The heavy street marketing and fluorescent multimedia advertising campaigns were truly representative of Dash Berlin’s star power, with nods of a DJ Mag cover, a residency at Marquee Nightclub & Dayclub, and a main stage closing set at EDC Las Vegas. With the release of Dash Berlin’s new album, We Are (Part 1), we chat with Sutorius and discuss the friendships within the group, relationships with fans and, of course, their new music.
Let’s talk about all the advertising we saw in Las Vegas during EDC Week and elsewhere. All that Dash Berlin marketing was obviously a strategic business move.
I think it was sheer genius, but I won’t take credit for it. I’m not a business guy; I’m a music guy. All of us in Dash Berlin are friends, and I can hand over things to them, and I don’t have to think about it. It’s a compliment to my management for doing a great job with the advertisement.
Dash Berlin have been friends for a long time now.
We started when I lost my job at the record shop, when the days of vinyl were over. We had built up a friendship, and then we started making music just for fun. “Till the Sky Falls Down” was spotted by Armin van Buuren, and he played it on A State of Trance, which was a huge thing. And from that point on, people were asking who or what Dash Berlin is.
And who or what, exactly, is Dash Berlin?
Dash Berlin perfectly fits the album title We Are. Not only am I part of Dash Berlin, the people around Dash Berlin are what makes us who we are today. The people at the airport who are picking us up are part of the team, and the people in the crowd, and the bloggers. Everyone is connected.
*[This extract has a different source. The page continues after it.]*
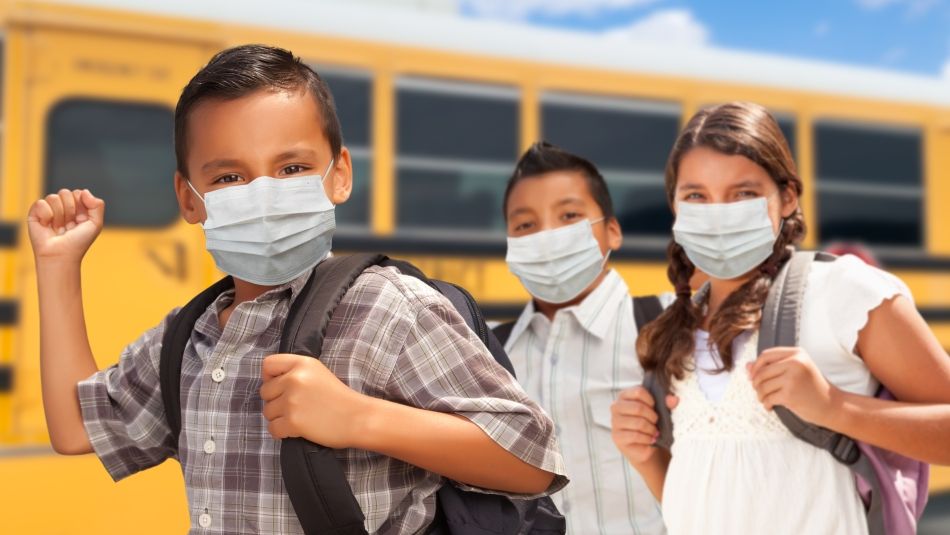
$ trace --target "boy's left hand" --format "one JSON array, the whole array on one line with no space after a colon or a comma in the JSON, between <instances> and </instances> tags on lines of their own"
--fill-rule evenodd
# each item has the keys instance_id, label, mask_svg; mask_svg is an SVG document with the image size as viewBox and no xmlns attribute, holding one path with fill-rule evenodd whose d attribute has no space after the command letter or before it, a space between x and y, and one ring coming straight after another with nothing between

We [Dash Berlin] are still friends, and that’s what makes this work. The guys in the studio, they’ve been doing this for over 20 years and know what they are doing. And they also know my true passion is DJing. We made a pact that we can work on the music together, while I go out and travel the world. It takes a team effort to accomplish things in life.
I’m one of the people on the dancefloor. I just happen to be standing on the other side.
Are your fans, the Dashers, part of the Dash Berlin team, too?
No Dashers, no Dash Berlin; it’s simple. I’m always there for my fans before, at the party, and after. Even if we have a flight coming, I always try to take a half-hour to an hour to take pictures or do autographs and meet the people who took the time to come to the show.
While your approach to Dash Berlin hasn’t changed since the beginning, your sound has on We Are (Part 1).
It definitely has changed. Some of that has to do with collaboration. People have a different way of working, different set of ears, or a different set of sounds they really want to use. It’s still Dash Berlin, with an upgrade. The tempo shifted, and the sounds became more friendly. You could maybe hear one of the new tracks from We Are on the radio.
Radio play would mean mainstream crossover success. Does that play a factor when you’re creating tracks?
Not specifically. What Dash Berlin stands for is the dancefloor, and the dancefloor isn’t necessarily what’s considered mainstream. Making music is a creative process. You don’t go in the studio planning to make a track for the radio. From day one, people were saying Dash Berlin is mainstream, although at that time we were still trance. People look back at it now and think [it was] really trance, but our ingredients always go back to the dancefloor. The people that listen to our music are on the dancefloor, and it’s about them in the end. And there, you have this bulb of emotions and energy, and that’s what fuels a Dash Berlin show.
What types emotions and energies do you feel while performing?
I’m the biggest party animal. I’m one of the people on the dancefloor. I just happen to be standing on the other side. I experience the music exactly as they do, so we are the same, but my position is different. I’m just one of the guys who’s in the lucky position to play. I’m just trying to do my best with what I think is interesting for people.
We Are (Part 1) is available now on Armada Music.